Following this thought, we view the cell transition plot between cell states, but we need to rename T_fwd_X_umap
to T_fwd_umap
first:
We use function scv.pl.velocity_embedding_stream
to plot the transition vector streams on UMAP, and color cells by Treg sub-population:
scv.pl.velocity_embedding_stream(
adata,
color='Tregs sub population',
vkey='T_fwd',
basis='X_umap',
legend_loc='right',
recompute=False,
density=2,
size=20,
alpha=1,
)
We also visualize the transition streams embeded on the expression plot of each marker gene that were used to define cell states:
scv.pl.velocity_embedding_stream(
adata,
color=['Pdcd1', 'Tcf7', 'Ccr7', 'Klrg1', 'Tregs sub population'],
vkey='T_fwd',
basis='X_umap',
legend_loc='right',
recompute=False,
ncols=3,
size=20,
alpha=1,
color_map='YlOrRd'
)
GPCCA or Generalized Perron Cluster Cluster Analysis is an estimator, the second component of CellRank workflow. We use it to compute the macrostates for this dataset. First we call up GPCCA and compute in the forward direction:
from cellrank.tl.estimators import GPCCA
g_fwd = GPCCA(ctk)
Subsequently we compute the Schur decompostion that will be used to define macrostates. Please refer to Cellrank publication and the GPCCA publication to know more about this procedure.
g_fwd.compute_schur(n_components=20)
g_fwd.plot_spectrum(real_only=True)
From the expression of marker genes like Pdcd1
, Tcf7
, Klrg1
, CCr7
, we assume that there are possibly 4 macrostates in our data. So we use the function compute_macrostates
to find those 4 macrostates:
g_fwd.compute_macrostates(n_states=4, cluster_key='Tregs sub population')
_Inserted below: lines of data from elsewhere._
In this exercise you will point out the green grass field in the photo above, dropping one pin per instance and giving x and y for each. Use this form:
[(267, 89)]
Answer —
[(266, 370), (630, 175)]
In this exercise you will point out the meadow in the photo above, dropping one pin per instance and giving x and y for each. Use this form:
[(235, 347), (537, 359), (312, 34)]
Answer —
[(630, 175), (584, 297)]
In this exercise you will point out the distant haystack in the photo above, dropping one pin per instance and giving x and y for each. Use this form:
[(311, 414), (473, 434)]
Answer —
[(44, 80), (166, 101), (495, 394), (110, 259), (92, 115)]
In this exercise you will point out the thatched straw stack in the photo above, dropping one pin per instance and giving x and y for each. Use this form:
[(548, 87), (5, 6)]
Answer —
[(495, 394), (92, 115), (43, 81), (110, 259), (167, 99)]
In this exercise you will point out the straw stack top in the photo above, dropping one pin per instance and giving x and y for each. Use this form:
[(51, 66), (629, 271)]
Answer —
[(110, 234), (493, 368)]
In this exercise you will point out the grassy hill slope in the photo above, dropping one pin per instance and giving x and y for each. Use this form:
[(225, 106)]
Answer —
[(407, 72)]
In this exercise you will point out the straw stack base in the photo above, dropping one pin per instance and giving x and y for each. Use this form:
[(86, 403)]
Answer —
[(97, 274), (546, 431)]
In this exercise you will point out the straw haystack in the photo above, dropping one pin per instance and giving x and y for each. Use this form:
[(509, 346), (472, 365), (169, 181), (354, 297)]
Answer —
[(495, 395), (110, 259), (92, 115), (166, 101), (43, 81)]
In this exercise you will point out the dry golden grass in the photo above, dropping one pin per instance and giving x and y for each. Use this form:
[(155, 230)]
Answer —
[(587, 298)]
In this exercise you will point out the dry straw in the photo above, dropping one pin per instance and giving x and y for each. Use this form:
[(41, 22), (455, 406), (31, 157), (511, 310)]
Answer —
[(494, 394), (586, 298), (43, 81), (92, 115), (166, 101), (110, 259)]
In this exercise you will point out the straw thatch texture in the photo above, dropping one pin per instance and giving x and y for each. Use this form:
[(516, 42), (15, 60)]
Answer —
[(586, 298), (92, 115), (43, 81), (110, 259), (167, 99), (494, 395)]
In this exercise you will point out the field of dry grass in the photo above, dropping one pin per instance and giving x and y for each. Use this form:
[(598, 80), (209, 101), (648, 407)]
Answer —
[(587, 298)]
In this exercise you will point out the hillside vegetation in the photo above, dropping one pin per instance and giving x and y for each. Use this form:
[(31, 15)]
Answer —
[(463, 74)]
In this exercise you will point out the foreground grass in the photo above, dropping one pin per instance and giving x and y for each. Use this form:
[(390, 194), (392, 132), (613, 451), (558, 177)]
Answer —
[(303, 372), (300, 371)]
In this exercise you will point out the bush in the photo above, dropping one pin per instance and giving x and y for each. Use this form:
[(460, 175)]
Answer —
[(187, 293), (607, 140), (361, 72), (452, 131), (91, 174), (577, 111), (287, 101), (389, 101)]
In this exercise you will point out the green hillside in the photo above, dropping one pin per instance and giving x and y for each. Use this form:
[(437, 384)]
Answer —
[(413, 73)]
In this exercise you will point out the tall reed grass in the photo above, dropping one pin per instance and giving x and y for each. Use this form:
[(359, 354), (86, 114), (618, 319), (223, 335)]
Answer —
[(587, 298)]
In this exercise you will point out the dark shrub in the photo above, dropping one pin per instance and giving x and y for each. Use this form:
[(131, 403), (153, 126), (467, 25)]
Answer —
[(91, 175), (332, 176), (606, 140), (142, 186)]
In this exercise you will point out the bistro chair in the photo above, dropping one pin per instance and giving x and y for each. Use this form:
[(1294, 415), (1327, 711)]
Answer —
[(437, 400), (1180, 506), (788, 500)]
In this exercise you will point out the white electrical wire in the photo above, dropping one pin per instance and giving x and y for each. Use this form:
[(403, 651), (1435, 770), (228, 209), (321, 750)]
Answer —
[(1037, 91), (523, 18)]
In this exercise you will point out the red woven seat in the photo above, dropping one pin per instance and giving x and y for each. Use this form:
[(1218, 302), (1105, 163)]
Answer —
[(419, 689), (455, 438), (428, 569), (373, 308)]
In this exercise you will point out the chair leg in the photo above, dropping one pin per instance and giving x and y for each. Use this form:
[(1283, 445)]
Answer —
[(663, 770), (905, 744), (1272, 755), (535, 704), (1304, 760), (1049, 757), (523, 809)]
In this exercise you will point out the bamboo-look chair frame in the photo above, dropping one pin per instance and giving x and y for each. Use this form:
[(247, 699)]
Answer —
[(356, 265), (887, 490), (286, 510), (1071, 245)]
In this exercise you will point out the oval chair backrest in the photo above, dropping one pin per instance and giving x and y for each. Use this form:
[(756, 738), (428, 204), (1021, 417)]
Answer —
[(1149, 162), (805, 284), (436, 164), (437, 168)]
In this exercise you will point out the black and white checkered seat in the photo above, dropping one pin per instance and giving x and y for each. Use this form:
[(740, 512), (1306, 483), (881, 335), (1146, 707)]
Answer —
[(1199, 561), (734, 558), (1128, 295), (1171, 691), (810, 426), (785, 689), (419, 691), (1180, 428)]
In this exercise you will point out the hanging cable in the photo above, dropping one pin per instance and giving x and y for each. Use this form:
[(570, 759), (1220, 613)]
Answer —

Visualize the macrostate findings:
g_fwd.plot_macrostates(
discrete=True,
legend_loc='right',
size=20,
basis='X_umap'
)
The macrostates might be legitimates as they locate at the edges, together with the fact that these 4 macrostates are caculated forward. We manually set them as the terminal states using set_terminal_states_from_macrostates
:
g_fwd.set_terminal_states_from_macrostates()
Plot to confirm the assigment these terminal states:
sc.pl.umap(adata, color=['terminal_states'])
Having define 4 terminal states, we can compute the transition probability of cells lead to these locations. We run compute_absorption_probabilities
on the GPCCA output:
g_fwd.compute_absorption_probabilities()
We visualize the absorption probabilities on the UMAP:
g_fwd.plot_absorption_probabilities(
same_plot=False,
basis='X_umap',
size=20,
ncols=3,
cmap='YlOrRd'
)
Another useful ploting implementation in cellrank is PAGA or graph abstraction reconciles clustering. We can use it to aggregate all fate maps into just one fate map to have a complete view of cell fates. However, for PAGA we need to specify initial state, for that we would need to labouriously compute from the fastq files. Thus it is worth a separate notebook to this.
Nevertheless, this notebook demonstrates that CellRank with its CytoTRACE kernel is well able to impute the transition direction of individual cells just from the gene expression.